Appalachian Trail - Day 104

Day:  104
Date:  Thursday, 14 August 1986.
Daily AT Miles:  16.8
Daily Other Miles:  0
Total AT Miles:  1993.0
Total All Miles:  2051.0
Weather:  Mild, sunny.
Nutrition:
  Breakfast:  Muesli, health drink.
  Lunch:  Biscuits and peanut butter, health bar.
  Dinner:  Macaroni cheese, instant pudding.

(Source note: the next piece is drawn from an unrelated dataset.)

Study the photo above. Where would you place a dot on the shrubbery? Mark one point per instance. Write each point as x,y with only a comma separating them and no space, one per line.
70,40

Aches:  Lower right back chafing.
Animals Seen:  Squirrels.
People Seen:  14 overnight hikers, some others.

Journal:
Got up at 5:30am and, after water-proofing various pack items with garbage bags for the coming Kennebec River crossing, left at 7:10am.  It was going to be a beautiful day as I set out to try and reach the Kennebec, 17 miles away, by lunchtime.  The Trail passed through pretty deciduous forest for most of the morning and also by three beautiful lakes.  The second, East Carry Pond, was particularly beautiful, with a loon calling, and I took an early mid-morning break to enjoy the scene.  It made me feel quite melancholy that the trip was nearing the end.  After a break at Pierce Pond Lean-To, I pushed on to the Kennebec.  The Trail was new and, although following an attractive large stream, was hard slow going.  Just before reaching the Kennebec, I met an elderly couple coming the other way who’d just crossed the river by canoe.  They said the river was running very high – too high to ford.  Alice Ference, an AT Thru-hiker nearing her goal, drowned while fording the Kennebec last year, so I was a bit anxious about the dangers involved.  I reached the river, more than 100 metres wide, at 2:45pm and found the two mid-river gravel bars, which were supposed to be above water for safe fording, beneath the surface.  I was tempted to try the ford and assume I could swim pushing my water-proofed pack if too deep, but decided to leave that as a last resort for tomorrow morning.  The river is supposed to be at its lowest at 6am (there’s a dam upstream making timed releases of water).  It is possible to call in advance to arrange to be ferried across the river, but I didn’t really want to do that, having walked every step of the way so far.  I had lunch and waited on the banks in the sun for 1½ hours to see if there was any change in the water level – there wasn’t – before walking inland 100 yards to a small conifer grove where I set up camp.  There is a major road across the river.  It is strange to contrast that normality with my life-risking struggle to go on first thing tomorrow morning.  Around 5pm, two hikers (I think) began testing the water depth on the other side.  The current was far too strong and the river too deep for them to go more than a few yards from the shore and they gave up.  I had dinner early, made some preparations for tomorrow, and went to bed at 7:30pm.